Note : Rapport provenant d'une seule source ; en attente de corroboration.
Le conflit qui sévit dans l'est de la République démocratique du Congo provoque des déplacements massifs de population et plonge des millions de personnes dans une situation de famine extrême. Près de 3,6 millions de personnes dans le pays sont confrontées à une insécurité alimentaire d'urgence, à deux doigts de la famine, tandis que 22,9 millions d'autres sont en situation de crise. La situation est particulièrement critique dans les provinces de l'est, où les combats entre les forces congolaises et les rebelles du M23, soutenus par le Rwanda, ainsi que d'autres groupes armés, ont déplacé des dizaines de milliers de personnes depuis début 2026.

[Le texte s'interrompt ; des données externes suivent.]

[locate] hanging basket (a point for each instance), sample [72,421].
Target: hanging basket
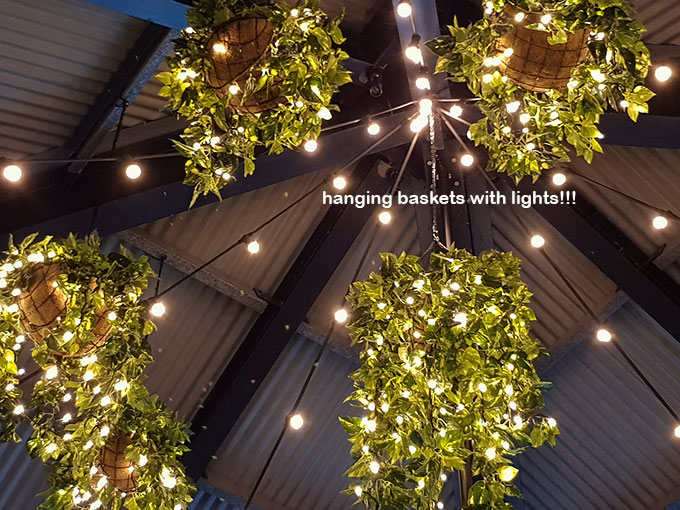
[112,463]
[242,43]
[535,64]
[42,305]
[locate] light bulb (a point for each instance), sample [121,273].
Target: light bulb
[385,217]
[253,247]
[663,73]
[12,173]
[413,53]
[296,421]
[660,222]
[418,123]
[603,335]
[537,241]
[404,8]
[455,111]
[339,182]
[423,83]
[158,309]
[219,48]
[467,160]
[373,128]
[559,179]
[341,315]
[508,473]
[513,106]
[133,171]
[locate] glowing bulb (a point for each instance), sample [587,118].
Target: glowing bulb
[296,421]
[455,111]
[661,73]
[133,171]
[341,316]
[537,241]
[404,8]
[513,106]
[219,48]
[467,160]
[660,222]
[385,217]
[603,335]
[559,179]
[508,473]
[373,128]
[12,173]
[158,309]
[423,83]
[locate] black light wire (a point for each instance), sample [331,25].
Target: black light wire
[573,290]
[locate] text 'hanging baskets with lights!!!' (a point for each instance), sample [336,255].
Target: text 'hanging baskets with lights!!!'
[251,77]
[106,441]
[447,380]
[549,70]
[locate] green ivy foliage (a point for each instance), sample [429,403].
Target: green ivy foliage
[554,120]
[303,60]
[85,398]
[446,375]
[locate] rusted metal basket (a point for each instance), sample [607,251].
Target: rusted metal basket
[236,46]
[535,64]
[112,463]
[42,305]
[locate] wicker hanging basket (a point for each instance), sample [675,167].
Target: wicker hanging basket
[112,463]
[236,46]
[42,305]
[535,64]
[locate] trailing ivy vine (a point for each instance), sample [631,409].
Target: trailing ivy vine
[446,376]
[303,61]
[90,390]
[527,132]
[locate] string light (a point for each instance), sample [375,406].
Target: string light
[537,241]
[133,171]
[603,335]
[339,182]
[12,173]
[659,222]
[385,217]
[423,82]
[404,8]
[373,128]
[663,73]
[467,160]
[311,145]
[455,111]
[341,316]
[296,421]
[413,52]
[158,309]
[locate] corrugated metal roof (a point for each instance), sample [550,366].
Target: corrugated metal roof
[617,449]
[55,58]
[307,471]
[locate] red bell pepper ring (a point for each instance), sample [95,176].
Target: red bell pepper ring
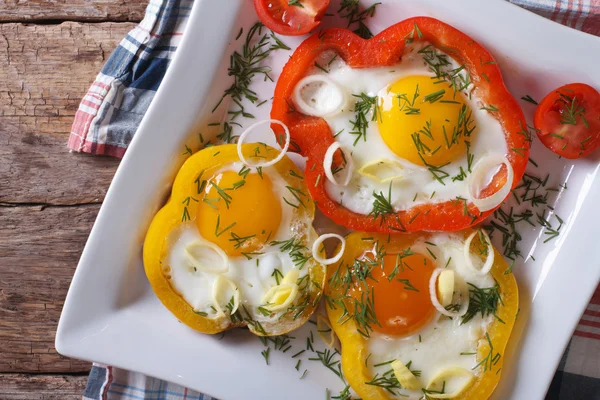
[312,136]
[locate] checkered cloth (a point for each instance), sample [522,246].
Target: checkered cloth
[111,111]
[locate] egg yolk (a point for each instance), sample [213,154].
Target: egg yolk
[402,303]
[239,214]
[425,121]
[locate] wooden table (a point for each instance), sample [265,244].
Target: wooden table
[50,53]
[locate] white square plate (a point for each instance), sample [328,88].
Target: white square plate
[111,315]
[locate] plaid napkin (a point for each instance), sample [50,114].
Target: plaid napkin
[111,111]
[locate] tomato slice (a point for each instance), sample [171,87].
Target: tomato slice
[567,120]
[291,17]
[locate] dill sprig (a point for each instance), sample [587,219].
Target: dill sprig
[350,9]
[400,264]
[362,107]
[483,301]
[571,109]
[330,361]
[245,65]
[490,359]
[382,206]
[387,381]
[458,78]
[296,248]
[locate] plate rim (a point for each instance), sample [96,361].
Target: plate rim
[70,313]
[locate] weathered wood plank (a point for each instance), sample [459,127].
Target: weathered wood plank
[41,387]
[46,69]
[39,249]
[71,10]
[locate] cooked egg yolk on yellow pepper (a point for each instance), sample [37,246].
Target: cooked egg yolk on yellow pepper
[425,122]
[239,210]
[356,320]
[406,284]
[252,220]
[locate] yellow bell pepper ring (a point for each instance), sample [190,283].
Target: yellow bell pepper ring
[292,302]
[352,308]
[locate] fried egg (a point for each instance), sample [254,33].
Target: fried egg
[426,310]
[241,252]
[411,136]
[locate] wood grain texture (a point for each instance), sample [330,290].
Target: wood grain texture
[45,70]
[42,387]
[71,10]
[39,249]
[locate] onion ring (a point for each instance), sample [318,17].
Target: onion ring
[328,162]
[249,130]
[320,240]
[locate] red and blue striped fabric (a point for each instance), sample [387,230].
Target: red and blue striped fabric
[111,111]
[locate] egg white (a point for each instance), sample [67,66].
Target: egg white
[253,277]
[439,344]
[418,186]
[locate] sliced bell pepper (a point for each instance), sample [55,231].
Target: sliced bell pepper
[355,351]
[312,136]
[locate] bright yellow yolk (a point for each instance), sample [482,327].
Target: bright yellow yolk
[402,302]
[425,122]
[246,220]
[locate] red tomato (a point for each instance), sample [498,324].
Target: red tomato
[291,17]
[567,120]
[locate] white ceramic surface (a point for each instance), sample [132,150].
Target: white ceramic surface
[111,315]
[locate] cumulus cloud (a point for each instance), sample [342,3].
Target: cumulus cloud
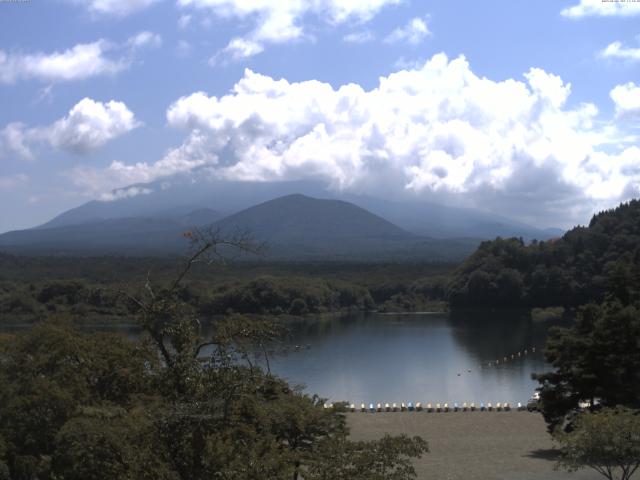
[364,36]
[617,50]
[414,32]
[79,62]
[627,100]
[13,181]
[438,132]
[122,193]
[280,21]
[601,8]
[88,126]
[144,39]
[117,8]
[14,141]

Environ 3,59 millions de personnes sont déplacées à l'intérieur du pays dans l'est de la République démocratique du Congo (RDC), les provinces du Sud-Kivu et du Nord-Kivu étant les plus touchées. La fermeture de l'aéroport de Goma suite à la chute de la ville l'an dernier a perturbé l'accès humanitaire et les chaînes d'approvisionnement. Malgré la crise, l'aide alimentaire n'a atteint qu'environ 1,1 million de personnes dans les quatre provinces les plus affectées en janvier et février, soit à peine 23 % des personnes ciblées. Le manque de financement a contraint certains partenaires humanitaires à suspendre leurs opérations, tandis que l'insécurité, le mauvais état des routes et la hausse des prix alimentaires aggravent la crise.
En Afghanistan, un rapport de l'ONU sur les droits humains indique que les talibans ont infligé des châtiments corporels judiciaires à au moins 312 personnes en trois mois, dont 39 femmes et quatre garçons. Le rapport met en lumière un nouveau décret (le décret n° 12 relatif aux règles de procédure pénale), promulgué en janvier et diffusé à tous les tribunaux de facto, qui étend la peine capitale à des infractions telles que le blasphème, l'hérésie et la « corruption persistante ». Ce décret criminalise également la dissidence, punissant de coups de fouet ou d'emprisonnement toute critique des autorités talibanes et de leur interprétation de la loi islamique.
La Mission d'assistance des Nations Unies en Afghanistan a recensé au moins 336 arrestations arbitraires par la police des mœurs et la suspension de deux médias durant la même période. En janvier, des femmes ont été radiées de la fonction publique, découvrant souvent leur licenciement après avoir manqué à leurs obligations salariales. L'accès des femmes afghanes aux locaux des Nations Unies leur est toujours interdit à travers le pays, et ce pour le 205e jour consécutif. Parallèlement, l'interdiction faite aux filles de poursuivre leurs études au-delà de la sixième année entrait dans sa cinquième année, touchant environ 2,2 millions de filles.